Scott Brown Violated the Constitution!!!! (maybe)
Chaz Bono on Dancing With the Stars: How to Explain it to "The Children"

The Trouble With Homework?

The New York Times ran an opinion piece last weekend titled "The Trouble With Homework," in which author Annie Murphy Paul posited that the trouble with kids these days is neither that they are "overworked, stressed-out children bent under backpacks stuffed with textbooks and worksheets" nor that they're "glassy-eyed, empty-headed teenagers sitting before computer screens, consumed by video games and social networking sites" because they don't have enough homework. Rather, she says that teachers should look to Mind, Brain and Education methods to improve the quality of homework that kids bring home. Citing techniques such as "spaced repetition" and "retrieval practice," Paul asserts that "Enriching children’s classroom learning requires making homework not shorter or longer, but smarter."

Two authors with Beacon Press connections wrote to the Times in response to Paul's piece. Etta Kralovec is the author of The End of Homework: How Homework Disrupts Families, Overburdens Children, and Limits Learning. Alfie Kohn is the author of Feel-Bad Education: And Other Contrarian Essays on Children and Schooling as well as The Homework Myth: Why Our Kids Get Too Much of a Bad Thing (Da Capo, 2006). Kohn co-wrote his letter with Vicki Abeles, director of The Race to Nowhere. The authors have agreed to share their unedited letters here, which outline their objections to the idea that kids need better homework. 


EndofhomeworkIn her Sept. 10 plea for better homework, “The Trouble with Homework”, Anne Murphy Paul reminds us that there has been a revolution in learning theory, spawning the new field of Mind, Brain and Education (MBE). Citing research that this new approach to instruction significantly increases test scores, Paul shares her excitement that if homework assignments were to be based on the principles of MBE, we would see academic achievement soar. Paul fails to acknowledge that in order for teachers to implement this new approach to instruction, they will need intense professional development and support. For many of us opposed to homework, the promise of MBE-based instructional practices is that they eliminate the NEED for homework.
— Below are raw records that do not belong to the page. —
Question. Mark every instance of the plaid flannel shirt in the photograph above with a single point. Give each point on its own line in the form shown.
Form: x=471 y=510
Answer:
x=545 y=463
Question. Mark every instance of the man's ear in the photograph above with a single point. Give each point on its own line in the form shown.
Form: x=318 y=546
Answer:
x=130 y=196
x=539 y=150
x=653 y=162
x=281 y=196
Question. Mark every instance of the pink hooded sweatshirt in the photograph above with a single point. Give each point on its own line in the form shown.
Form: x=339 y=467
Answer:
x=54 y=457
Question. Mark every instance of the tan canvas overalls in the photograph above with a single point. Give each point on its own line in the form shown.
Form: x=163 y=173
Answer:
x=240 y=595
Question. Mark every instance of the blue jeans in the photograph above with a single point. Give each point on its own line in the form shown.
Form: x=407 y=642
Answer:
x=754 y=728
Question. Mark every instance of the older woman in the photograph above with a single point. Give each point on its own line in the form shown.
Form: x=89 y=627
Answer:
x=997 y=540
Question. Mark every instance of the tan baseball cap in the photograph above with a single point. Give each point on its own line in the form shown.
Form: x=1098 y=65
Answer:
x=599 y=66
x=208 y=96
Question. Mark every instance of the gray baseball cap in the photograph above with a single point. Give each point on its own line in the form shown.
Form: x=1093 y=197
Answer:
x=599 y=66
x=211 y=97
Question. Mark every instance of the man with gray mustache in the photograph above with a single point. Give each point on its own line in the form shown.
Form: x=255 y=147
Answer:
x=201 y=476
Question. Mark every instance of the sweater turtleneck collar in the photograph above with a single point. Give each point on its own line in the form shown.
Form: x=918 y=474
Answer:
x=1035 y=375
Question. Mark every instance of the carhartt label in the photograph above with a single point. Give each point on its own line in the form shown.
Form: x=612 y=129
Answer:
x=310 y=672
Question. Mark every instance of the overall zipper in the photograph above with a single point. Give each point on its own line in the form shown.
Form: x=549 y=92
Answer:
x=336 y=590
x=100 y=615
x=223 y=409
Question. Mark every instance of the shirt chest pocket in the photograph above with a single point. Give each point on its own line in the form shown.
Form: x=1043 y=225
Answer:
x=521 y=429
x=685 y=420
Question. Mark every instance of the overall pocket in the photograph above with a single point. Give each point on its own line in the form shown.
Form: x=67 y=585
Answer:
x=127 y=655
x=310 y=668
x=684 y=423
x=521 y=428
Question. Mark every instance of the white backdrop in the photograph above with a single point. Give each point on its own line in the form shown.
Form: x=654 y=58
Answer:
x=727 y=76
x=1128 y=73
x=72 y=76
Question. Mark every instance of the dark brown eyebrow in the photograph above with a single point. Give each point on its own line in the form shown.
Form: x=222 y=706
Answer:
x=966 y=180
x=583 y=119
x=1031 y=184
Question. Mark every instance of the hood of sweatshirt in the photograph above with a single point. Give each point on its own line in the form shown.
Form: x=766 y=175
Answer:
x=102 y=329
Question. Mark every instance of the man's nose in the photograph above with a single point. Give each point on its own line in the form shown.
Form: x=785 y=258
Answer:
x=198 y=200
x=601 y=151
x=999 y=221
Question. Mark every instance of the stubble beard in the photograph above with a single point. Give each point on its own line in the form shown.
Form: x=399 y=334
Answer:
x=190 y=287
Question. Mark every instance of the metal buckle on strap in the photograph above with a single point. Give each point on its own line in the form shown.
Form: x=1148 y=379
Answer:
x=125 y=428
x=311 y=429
There is no shortage of research-based programs that promise increased student achievement, what there is a shortage of is the public will to make the investments in our schools that are needed to turn education around in this country.

Etta Kralovec
co-author of The End of Homework 
Associate Professor of Teacher Education, University of Arizona South, 


HmwrkmythcoverIs "The Trouble With Homework" (opinion, Sept. 11) more a matter of its quality than its quantity? Yes and no. Homework can be pointless or counterproductive even in limited amounts, but a lot of it -- or, worse, a pattern of loading kids down with homework day after day -- can be enormously damaging even if we approve of the assignments themselves.

To suggest, as Annie Murphy Paul does, that the only relevant question is "How effectively do children's after-school assignments advance learning?" is unfortunate for several reasons. First, it begs the question of what's meant by "learning." The research she cites, concerning techniques like spaced retrieval and retrieval practice, are primarily intended to increase the number of facts students can memorize. Anyone with more ambitious intellectual goals -- for example, helping students to understand ideas from the inside out, to analyze them critically, to make sophisticated connections and distinctions, and, above all, to want to continue to do these things -- will be less than impressed by memorization-oriented studies. [On the study dealing with retrieval practice in particular, see this blog post.]

In any event, none of this research makes a case for homework, per se, and Paul's single-minded focus on the quality of homework ignores the question we believe is more important: Must children really be made to work a second shift after they've spent a full day at school?

The available data simply do not support an affirmative answer to that question, particularly with students below high school age. Corroborating what the research tells us are the many anecdotal reports we've collected of teachers and entire schools that have eliminated homework altogether -- with encouraging results in almost all cases.

Moreover, if we look beyond academics, then the question is no longer how to tweak homework assignments to maximize the number of facts retained. Rather, we'd want to know the effect of homework on children's social, emotional, physical, artistic, intellectual, and psychological development. We worry not only about the other activities that homework displaces but the frustration, exhaustion, and family conflict that homework so often causes. And we fear that homework may be the single most effective way to destroy children's curiosity.

Even if the quality of homework did improve -- and it's not clear that assignments based on the studies Paul cites would really bring about meaningful improvement -- that wouldn't address these deeper and wider concerns about what is really best for kids.

Vicki Abeles and Alfie Kohn
The writers are, respectively, director of the film Race to Nowhere and author of the book The Homework Myth.